I had a conversation later that night with this old friend and he confided in me that the first beer back in high school was the beginning of his addiction.  He told me of the pain it caused him, his family, and his kids over the last 25 years.  It ultimately cost him his marriage.  It sounds like I’m not the only one who has used this phrase about Stan. His kids could use it.  His ex probably has used it.  Friends might say it behind his back.

Truth be told there might be people who would use that line to describe us.  It might not be an alcohol addiction.  People might say it to describe your weakness for gossip, your passive aggressive response to conflict, or your tendency to hurt those who hurt you.  The reality is, there is probably someone in your life who stands back and says about you, behind your back,” some things never change.”

Truth is, you want to change.  You want to grow.  You want to be different.  You don’t want to be ruled by habits.  You want some things that never change to actually change.  But it’s hard to change.  It’s hard to take steps out. Some of your stuff has been ingrained in you since childhood.

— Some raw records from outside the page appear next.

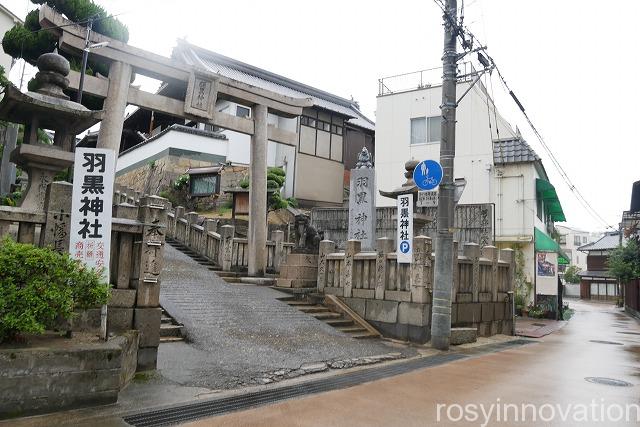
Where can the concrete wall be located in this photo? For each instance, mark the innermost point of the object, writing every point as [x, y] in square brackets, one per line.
[64, 375]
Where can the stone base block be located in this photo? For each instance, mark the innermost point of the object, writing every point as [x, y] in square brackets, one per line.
[148, 294]
[296, 283]
[119, 319]
[147, 322]
[147, 358]
[463, 335]
[123, 298]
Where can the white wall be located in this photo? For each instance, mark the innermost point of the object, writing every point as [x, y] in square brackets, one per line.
[474, 147]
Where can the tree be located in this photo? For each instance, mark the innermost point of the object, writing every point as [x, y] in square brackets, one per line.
[571, 274]
[28, 42]
[624, 261]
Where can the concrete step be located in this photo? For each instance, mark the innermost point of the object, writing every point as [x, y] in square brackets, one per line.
[170, 330]
[313, 309]
[327, 315]
[171, 339]
[339, 322]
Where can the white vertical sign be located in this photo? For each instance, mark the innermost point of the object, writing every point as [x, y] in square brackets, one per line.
[91, 207]
[404, 249]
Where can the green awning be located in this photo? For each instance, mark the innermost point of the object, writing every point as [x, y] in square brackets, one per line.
[545, 243]
[552, 207]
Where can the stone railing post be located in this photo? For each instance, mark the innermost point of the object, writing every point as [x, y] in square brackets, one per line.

Let me give you a fact of life that I think you need to hear today. There may be some people who think you will never change. There may be some people who don’t see your progress.  But there is one person who will never say that about you.  It is our God.   God is willing to do anything to bring that change you’ve always wanted. That’s why its the theme of my favorite book, the Bible.  Here are just a few examples.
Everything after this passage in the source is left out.